Beginning with her Fulbright Fellowship in Nepal in 2000, Dr. Shneiderman has been awarded several prestigious fellowships and grants, including the National Science Foundation Graduate Research Fellowship in Anthropology from 2001-2006, the Sage Fellowship at Cornell University from 2007-2008, and culminating in her partnership in the British Academy in the UK-South Asia Sharing Partnership Award for her project Inequality and Affirmative Action in South Asia: Current Experiences and Future Agendas in India and Nepal from 2009-2011. In addition, Dr. Shneiderman has presented her papers internationally at conferences in Kathmandu, Nepal; Washington DC; Heidelberg, Germany, and over 30 other locations in the US, Europe, and Asia. She is a founding fellow of the Digital Himalaya Project at Cambridge University and is currently working on a monograph about the cultural politics involved in cross-border Thangmi identity. Before coming to Cambridge, she was a Teaching Fellow at the Cornell-Nepal Study Program, Adjunct Faculty at the School for International Training College Semester Abroad in Kathmandu. Presently she lectures for the POLIS paper at Cambridge on the History and Politics of South Asia, oversees Social Anthropology papers on Colonialism and Empire, and supervises postdoctoral and postgraduate students with interests in the anthropology of politics, borders, conflict, transnationalism, and Himalayan area studies, as well as other subjects.
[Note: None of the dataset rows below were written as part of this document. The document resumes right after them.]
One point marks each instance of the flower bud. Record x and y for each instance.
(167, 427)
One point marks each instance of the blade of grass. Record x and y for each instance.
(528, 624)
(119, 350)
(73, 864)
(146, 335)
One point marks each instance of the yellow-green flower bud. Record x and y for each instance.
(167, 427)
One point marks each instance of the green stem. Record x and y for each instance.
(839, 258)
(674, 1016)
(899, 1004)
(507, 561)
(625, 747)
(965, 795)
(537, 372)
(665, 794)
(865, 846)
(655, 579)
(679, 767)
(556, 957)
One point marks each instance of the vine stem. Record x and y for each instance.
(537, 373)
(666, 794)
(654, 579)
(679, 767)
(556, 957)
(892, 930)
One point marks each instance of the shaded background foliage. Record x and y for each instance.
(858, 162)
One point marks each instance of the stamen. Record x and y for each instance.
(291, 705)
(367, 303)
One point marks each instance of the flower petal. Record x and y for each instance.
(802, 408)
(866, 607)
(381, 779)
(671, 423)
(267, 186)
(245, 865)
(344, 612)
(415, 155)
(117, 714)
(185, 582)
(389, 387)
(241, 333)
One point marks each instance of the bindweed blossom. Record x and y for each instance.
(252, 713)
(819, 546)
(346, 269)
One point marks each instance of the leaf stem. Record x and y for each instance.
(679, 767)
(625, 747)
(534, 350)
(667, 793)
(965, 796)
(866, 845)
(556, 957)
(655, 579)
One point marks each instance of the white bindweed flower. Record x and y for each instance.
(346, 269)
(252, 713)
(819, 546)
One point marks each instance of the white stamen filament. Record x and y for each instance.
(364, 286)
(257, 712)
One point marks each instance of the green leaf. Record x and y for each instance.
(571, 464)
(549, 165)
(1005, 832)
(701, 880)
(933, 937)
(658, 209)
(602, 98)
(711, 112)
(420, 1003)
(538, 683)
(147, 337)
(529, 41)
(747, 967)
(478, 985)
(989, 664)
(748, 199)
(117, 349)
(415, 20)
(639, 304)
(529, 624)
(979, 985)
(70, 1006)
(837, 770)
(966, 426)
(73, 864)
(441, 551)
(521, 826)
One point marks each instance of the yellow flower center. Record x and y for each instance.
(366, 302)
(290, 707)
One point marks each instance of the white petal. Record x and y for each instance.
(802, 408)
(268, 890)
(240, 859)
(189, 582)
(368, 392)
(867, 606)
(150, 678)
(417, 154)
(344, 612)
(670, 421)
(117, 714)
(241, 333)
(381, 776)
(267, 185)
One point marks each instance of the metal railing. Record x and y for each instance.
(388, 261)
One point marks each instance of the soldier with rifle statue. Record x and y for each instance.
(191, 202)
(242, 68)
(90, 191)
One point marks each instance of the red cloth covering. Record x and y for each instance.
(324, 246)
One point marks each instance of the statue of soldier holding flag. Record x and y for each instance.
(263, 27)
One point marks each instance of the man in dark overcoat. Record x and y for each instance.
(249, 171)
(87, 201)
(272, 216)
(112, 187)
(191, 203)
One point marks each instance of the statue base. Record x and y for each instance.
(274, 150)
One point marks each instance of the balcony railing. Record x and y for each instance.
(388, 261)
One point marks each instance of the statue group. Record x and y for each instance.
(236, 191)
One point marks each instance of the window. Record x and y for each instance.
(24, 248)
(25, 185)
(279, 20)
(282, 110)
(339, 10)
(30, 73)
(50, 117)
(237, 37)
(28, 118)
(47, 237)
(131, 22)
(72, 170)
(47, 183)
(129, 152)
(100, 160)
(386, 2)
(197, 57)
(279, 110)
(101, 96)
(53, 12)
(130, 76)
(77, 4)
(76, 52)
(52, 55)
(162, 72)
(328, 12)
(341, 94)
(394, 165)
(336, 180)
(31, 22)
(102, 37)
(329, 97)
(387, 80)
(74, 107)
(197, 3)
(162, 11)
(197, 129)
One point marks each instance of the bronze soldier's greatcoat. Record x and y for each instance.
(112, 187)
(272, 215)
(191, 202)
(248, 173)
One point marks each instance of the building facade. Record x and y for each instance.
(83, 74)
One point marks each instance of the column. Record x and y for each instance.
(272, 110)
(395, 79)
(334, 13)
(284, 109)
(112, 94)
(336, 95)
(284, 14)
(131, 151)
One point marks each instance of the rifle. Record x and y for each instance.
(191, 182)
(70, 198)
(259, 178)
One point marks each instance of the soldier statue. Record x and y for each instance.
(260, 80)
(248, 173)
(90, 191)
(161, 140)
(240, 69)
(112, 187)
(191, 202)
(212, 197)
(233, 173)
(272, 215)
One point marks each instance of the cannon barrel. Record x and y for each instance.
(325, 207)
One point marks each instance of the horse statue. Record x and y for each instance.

In this talk, Dr. Shneiderman will examine the historical and contemporary policies and practices of affirmative action in India, and consider their implications for a federal Nepal as it drafts a new constitution. With ethnographic case studies of communities discussing these social strata, she will analyze how Other Backwards Class (OBC), Scheduled Tribe (ST) and Scheduled Caste (SC) social status in India, along with janajati and dalit status in Nepal, can generate identities. In conclusion, she will investigate the role of social science in this process through the actions of the state, activist organizations, and international agencies. Dr. Shneiderman is currently involved in the British Academy UK-South Asia Partnership Scheme, ‘Inequality and Affirmative Action in South Asia: Current Experiences and Future Agendas in India and Nepal’. She will be joining the Yale faculty as Assistant Professor of South Asian Anthropology in 2011.